A group of 97 nonprofits has urged the International Monetary Fund to formally recognize and strengthen the role of civil-society groups to monitor government spending of its $15 billion in pandemic emergency funding. Many of the IMF loan agreements include few or no government commitments to mitigate the risk of corruption.
Although many donors are currently focused on tackling the immediate health and economic crises, underlying governance issues will, more often than not, determine the scale and speed of our success battling the pandemic. What’s more, good governance is a good investment. It pays dividends by establishing structures and systems that can boost our response and recovery from Covid-19, and effectively address future challenges.

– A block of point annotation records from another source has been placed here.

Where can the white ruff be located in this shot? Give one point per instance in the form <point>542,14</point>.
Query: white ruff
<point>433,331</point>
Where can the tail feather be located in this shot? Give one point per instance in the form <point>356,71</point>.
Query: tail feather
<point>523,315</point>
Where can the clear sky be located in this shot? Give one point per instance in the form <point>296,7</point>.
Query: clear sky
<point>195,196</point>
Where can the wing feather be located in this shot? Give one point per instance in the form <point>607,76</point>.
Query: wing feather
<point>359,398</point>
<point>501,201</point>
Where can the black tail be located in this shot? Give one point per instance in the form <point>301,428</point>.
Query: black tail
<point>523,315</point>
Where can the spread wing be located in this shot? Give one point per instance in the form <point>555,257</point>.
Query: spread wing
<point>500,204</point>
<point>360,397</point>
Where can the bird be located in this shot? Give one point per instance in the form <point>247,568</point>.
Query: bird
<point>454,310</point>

Then why is governance so unpopular with foundations? Here are some reasons:
It is difficult to measure governance outcomes in a quantifiable and concrete way. You can track the number of children who receive vaccines, but it is much more challenging to measure performance improvements within a ministry of health.
Grant makers want to understand what impact they’ve had. When they strengthen governance, it is hard to tease out their specific role and separate it from the role of others.
Working to strengthen governance systems can take a long time. What’s more, the benefits from that work take even longer to manifest. Few grant makers have the patience to measure their impact in decades.
But for those grant makers and social investors who are strategic and have such patience, there has never been a more important time and a better opportunity to effect significant and lasting change. My organization, the Chandler Foundation, recently joined a grant-maker collaborative called the Transparency and Accountability Initiative, which supports long-term investments in creating more open and responsive governments.
With each passing day, we see more headlines from around the world of yet another unnecessarily bungled government response to the crisis. We can change this narrative and our destiny, saving precious lives and resources by investing in good governance.